Uther voyage jusqu’en Irlande accompagné du sage Merlin afin de rapporter les mégalithes de Stonehenge jusqu’en Angleterre. À son retour, le roi Ambrosius Aurelianus est mourant, empoisonné par un assassin saxon. C’est ainsi que le père du futur Arthur devient roi de l’île de Bretagne et prend pour emblème le dragon, d’où son nom Uther Pendragon (ou Tête de Dragon). La guerre contre les Saxons ne s’arrête pas pour autant et le roi doit livrer de nombreuses batailles pour protéger son territoire. L’un des principaux vassaux d’Uther est Gorlois, duc de Cornouaille, marié à une femme nommée Ygerne. Uther tombe follement amoureux d’Ygerne, ce qui engendre un conflit interne entre les seigneurs bretons. Le sage Merlin, attristé par la situation, propose alors une alternative à Uther : il lui donnera les moyens de consommer son amour avec Ygerne à condition que cela mette fin au conflit qui ravage la Bretagne.

Uther accepte et Merlin utilise sa magie pour lui donner l’apparence de Gorlois, permettant ainsi à Uther d’entrer dans le château de son rival. Merlin exhorte le roi à ne pas s’en prendre au duc Gorlois par la suite et lui annonce qu’un fils naîtra de cette nuit d’amour avec Ygerne, mais que l’enfant devra lui être remis pour bénéficier d’une éducation particulière. Uther accepte avec réticence les conditions de Merlin. Une fois dissimulé sous les traits de Gorlois, Uther n’a aucune difficulté à entrer dans le château de Tintagel. Gorlois, de son côté, était sur le champ de bataille affrontant les armées d’Uther. Le roi avait donné des consignes pour faire assassiner le duc, trahissant la parole donnée à Merlin. Uther consomme sa nuit d’amour avec Ygerne pendant que le mari de cette dernière est à l’agonie à des kilomètres de là.

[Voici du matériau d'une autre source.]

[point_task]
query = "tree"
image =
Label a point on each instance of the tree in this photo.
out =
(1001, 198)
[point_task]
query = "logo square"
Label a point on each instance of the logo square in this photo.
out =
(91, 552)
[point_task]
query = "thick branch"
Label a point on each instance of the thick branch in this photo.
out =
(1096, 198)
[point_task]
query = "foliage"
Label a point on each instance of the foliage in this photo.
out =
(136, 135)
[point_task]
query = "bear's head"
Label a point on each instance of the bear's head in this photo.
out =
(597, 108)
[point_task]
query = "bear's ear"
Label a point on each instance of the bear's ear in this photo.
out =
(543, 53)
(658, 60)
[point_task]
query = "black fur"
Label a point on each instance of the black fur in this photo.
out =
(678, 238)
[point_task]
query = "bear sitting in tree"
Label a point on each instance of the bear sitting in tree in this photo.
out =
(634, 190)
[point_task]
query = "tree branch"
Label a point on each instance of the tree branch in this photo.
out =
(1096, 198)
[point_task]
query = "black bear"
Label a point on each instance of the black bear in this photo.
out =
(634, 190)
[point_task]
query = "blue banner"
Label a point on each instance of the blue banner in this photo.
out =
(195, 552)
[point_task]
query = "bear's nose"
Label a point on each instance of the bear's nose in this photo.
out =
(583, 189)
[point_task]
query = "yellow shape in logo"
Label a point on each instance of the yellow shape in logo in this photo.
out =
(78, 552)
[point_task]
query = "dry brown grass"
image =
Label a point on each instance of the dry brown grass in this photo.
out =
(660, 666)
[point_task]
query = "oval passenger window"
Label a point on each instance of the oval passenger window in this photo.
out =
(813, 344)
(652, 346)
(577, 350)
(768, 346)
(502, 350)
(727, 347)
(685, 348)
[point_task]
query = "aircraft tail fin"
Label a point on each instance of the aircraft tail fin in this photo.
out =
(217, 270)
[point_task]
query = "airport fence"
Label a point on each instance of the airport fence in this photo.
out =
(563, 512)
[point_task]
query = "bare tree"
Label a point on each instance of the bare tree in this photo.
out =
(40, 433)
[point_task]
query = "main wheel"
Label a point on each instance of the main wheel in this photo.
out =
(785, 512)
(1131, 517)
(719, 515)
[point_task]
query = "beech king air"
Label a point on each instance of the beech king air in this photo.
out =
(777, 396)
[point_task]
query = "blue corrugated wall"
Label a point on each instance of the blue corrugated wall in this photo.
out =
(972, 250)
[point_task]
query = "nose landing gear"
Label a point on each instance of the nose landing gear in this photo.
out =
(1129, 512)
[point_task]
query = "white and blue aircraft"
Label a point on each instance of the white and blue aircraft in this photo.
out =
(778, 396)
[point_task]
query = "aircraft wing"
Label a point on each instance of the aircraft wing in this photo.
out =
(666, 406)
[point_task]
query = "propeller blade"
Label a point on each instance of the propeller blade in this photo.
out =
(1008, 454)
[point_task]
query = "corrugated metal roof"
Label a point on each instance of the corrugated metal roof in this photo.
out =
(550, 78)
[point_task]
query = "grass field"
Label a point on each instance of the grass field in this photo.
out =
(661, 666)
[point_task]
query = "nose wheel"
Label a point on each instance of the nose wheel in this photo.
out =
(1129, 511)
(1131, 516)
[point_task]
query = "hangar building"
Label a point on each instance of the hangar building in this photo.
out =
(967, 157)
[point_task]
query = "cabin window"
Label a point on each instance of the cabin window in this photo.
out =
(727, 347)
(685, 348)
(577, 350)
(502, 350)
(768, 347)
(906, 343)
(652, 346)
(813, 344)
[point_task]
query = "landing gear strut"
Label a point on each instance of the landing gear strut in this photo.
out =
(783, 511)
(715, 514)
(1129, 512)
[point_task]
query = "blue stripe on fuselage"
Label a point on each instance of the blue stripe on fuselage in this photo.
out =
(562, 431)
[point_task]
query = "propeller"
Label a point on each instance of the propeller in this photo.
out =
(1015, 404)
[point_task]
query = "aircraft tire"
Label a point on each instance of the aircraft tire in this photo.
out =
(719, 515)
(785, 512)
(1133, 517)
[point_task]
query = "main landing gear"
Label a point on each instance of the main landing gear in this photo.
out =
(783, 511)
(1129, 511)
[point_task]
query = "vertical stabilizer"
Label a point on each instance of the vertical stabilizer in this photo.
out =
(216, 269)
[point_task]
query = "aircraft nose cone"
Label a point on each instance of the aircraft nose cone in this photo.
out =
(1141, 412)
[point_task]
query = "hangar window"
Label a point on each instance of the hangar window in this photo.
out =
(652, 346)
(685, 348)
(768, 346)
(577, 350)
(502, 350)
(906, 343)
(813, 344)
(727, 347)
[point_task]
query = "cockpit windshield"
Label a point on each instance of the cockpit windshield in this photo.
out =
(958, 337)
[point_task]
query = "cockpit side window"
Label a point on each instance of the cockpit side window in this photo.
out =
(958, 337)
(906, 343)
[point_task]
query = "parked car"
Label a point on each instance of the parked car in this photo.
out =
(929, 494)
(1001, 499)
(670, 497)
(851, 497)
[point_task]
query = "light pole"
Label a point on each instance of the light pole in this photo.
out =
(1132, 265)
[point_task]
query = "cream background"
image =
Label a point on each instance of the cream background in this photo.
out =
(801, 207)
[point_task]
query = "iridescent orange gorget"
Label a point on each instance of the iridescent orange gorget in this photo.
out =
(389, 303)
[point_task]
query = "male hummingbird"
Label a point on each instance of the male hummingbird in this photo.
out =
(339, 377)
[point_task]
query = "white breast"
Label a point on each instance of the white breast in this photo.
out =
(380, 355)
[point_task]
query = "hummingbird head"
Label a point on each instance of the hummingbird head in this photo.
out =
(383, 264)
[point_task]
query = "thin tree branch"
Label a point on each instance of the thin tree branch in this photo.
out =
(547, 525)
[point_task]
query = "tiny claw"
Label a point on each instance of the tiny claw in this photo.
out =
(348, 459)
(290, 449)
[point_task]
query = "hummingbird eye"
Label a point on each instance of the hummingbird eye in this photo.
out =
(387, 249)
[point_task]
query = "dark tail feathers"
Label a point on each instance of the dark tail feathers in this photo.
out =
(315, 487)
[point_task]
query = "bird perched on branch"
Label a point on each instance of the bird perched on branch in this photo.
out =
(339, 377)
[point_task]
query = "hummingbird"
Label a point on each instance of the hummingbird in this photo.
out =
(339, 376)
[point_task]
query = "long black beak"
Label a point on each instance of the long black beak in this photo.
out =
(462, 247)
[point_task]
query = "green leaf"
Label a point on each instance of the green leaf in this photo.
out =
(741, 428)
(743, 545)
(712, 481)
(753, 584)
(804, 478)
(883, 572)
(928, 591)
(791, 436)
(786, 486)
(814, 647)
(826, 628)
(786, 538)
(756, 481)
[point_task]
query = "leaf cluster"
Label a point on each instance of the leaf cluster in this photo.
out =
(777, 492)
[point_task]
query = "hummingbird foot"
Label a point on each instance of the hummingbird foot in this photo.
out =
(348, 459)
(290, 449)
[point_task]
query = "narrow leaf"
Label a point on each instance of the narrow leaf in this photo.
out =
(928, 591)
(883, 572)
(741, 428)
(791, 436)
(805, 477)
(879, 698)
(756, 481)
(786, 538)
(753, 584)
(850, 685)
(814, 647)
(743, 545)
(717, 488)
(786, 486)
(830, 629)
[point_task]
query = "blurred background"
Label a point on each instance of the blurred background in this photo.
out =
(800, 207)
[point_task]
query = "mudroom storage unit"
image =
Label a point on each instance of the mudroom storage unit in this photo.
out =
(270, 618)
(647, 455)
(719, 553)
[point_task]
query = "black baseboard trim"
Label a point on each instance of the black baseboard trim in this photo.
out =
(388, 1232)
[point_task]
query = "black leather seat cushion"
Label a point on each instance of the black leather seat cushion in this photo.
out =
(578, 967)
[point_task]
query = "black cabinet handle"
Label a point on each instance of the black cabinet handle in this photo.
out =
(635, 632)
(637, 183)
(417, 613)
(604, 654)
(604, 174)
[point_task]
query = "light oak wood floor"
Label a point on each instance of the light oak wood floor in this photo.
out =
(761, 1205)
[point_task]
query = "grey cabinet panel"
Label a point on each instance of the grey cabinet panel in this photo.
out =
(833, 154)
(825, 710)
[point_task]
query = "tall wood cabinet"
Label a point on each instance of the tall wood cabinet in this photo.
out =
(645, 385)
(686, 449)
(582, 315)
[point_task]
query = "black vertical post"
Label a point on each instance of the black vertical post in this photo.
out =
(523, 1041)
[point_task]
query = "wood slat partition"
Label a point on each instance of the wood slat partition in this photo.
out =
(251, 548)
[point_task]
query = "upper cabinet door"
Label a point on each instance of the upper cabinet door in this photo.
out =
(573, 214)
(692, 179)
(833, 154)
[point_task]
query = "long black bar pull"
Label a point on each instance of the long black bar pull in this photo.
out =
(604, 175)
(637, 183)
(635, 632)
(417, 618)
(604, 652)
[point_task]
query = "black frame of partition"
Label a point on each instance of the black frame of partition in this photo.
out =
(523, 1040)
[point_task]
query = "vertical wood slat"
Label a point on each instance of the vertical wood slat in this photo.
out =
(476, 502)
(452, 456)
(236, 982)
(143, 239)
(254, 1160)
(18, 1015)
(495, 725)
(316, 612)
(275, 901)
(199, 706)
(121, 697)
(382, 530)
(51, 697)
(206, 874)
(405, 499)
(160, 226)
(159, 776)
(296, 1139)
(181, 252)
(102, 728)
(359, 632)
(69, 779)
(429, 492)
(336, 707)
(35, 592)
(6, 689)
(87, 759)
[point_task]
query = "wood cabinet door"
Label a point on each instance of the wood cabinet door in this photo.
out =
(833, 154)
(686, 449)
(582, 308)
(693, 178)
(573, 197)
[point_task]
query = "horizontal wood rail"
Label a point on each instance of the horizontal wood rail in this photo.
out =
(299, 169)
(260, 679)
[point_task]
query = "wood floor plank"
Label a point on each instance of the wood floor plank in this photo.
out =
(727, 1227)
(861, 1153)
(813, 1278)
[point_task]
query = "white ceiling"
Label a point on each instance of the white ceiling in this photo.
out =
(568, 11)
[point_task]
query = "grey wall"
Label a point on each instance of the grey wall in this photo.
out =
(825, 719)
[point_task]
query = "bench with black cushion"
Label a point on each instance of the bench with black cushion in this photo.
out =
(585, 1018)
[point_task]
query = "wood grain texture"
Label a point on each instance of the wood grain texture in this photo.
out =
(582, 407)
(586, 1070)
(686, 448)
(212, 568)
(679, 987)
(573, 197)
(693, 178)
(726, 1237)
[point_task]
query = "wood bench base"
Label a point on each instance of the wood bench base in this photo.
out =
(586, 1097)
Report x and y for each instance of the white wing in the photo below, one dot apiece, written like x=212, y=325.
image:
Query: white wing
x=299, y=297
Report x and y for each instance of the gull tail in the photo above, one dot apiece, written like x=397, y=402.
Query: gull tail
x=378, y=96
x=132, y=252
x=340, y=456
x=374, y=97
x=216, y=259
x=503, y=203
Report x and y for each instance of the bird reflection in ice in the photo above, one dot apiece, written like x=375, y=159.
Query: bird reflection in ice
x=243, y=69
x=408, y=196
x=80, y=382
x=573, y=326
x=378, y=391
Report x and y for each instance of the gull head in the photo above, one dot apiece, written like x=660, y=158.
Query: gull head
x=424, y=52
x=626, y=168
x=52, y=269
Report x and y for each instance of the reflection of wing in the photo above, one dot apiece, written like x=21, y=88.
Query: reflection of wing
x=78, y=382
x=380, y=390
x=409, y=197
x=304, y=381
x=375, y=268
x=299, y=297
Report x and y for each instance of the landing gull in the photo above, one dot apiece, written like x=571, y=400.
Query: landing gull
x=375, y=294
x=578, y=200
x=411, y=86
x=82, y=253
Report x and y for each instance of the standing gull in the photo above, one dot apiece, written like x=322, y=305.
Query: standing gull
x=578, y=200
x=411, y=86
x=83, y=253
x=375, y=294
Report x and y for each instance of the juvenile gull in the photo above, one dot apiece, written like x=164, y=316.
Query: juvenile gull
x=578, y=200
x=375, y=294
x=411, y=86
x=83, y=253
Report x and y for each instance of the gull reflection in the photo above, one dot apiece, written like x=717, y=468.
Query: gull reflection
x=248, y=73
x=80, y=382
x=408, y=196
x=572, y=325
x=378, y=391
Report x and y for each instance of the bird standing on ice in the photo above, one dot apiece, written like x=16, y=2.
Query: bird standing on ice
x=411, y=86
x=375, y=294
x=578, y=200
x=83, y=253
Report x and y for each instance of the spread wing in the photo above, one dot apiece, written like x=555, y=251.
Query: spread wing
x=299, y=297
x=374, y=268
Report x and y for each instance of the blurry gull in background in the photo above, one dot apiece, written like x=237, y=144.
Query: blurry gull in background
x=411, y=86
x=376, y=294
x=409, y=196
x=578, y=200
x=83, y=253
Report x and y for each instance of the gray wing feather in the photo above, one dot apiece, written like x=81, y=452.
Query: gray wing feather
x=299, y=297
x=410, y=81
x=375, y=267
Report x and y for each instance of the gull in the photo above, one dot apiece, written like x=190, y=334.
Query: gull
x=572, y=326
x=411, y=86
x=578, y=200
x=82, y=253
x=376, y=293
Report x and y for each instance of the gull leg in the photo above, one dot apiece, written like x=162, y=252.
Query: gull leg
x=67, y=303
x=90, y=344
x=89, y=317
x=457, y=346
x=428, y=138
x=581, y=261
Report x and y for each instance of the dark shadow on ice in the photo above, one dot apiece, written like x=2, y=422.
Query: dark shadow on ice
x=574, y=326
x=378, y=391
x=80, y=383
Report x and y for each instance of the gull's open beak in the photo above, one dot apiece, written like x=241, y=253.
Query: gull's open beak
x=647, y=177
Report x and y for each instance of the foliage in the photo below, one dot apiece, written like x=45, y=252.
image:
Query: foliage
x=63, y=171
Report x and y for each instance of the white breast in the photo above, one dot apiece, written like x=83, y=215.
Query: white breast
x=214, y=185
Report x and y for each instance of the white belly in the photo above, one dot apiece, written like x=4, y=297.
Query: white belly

Le lendemain matin, Uther quitte le château et la dépouille de Gorlois est ramenée à Tintagel. Ygerne comprend alors que ce n’est pas avec son mari qu’elle a partagé sa couche la nuit passée.

Neuf mois plus tard, le jeune Arthur vient au monde et Merlin le prend à sa mère, devenue depuis l’épouse d’Uther. Merlin confie la garde de l’enfant à un chevalier nommé Anthor, qui lui donne une brillante éducation militaire et morale. De son côté, le roi Uther continue à repousser les invasions saxonnes. Sa dernière campagne l’amène à affronter Octa, fils de Heingist, à St Alban. Uther trouve la mort en buvant de l’eau d’une rivière empoisonnée par ses ennemis. La mort du roi plonge l’île de Bretagne dans l’anarchie, la livrant aux hordes de pillards saxons.

La chute de Rome et les invasions saxonnes : le Haut Moyen Âge (Partie 1)

Au début du 5ème siècle, l’Empire romain est à l’agonie et les invasions barbares se font de plus en plus présentes sur les limes (les frontières de l’Empire). En 407, les légions romaines de Bretagne s’émancipent du pouvoir central et proclament Constantin III empereur de Bretagne et des Gaules. Ce dernier était un seigneur breton avec une formation militaire romaine. Il peut être assimilé au personnage de Constantin le Béni dans la légende arthurienne racontée par le chroniqueur Geoffrey de Monmouth. Constantin III réussit à repousser les Saxons et la menace des Pictes, et maintient la stabilité de la Gaule avec l’assistance des peuples francs, un peuple fédéré qui maintient la frontière du Rhin. Constantin établit sa domination sur l’Espagne, illustrant la symbolique du royaume de Logre qui ne se limite pas à la seule île de Bretagne mais comprend une large part du continent. L’île de Bretagne reste sans défense. L’année suivante, Constantin III nomme son fils Constant césar de l’Empire et son héritier, encore un lien avec la légende arthurienne.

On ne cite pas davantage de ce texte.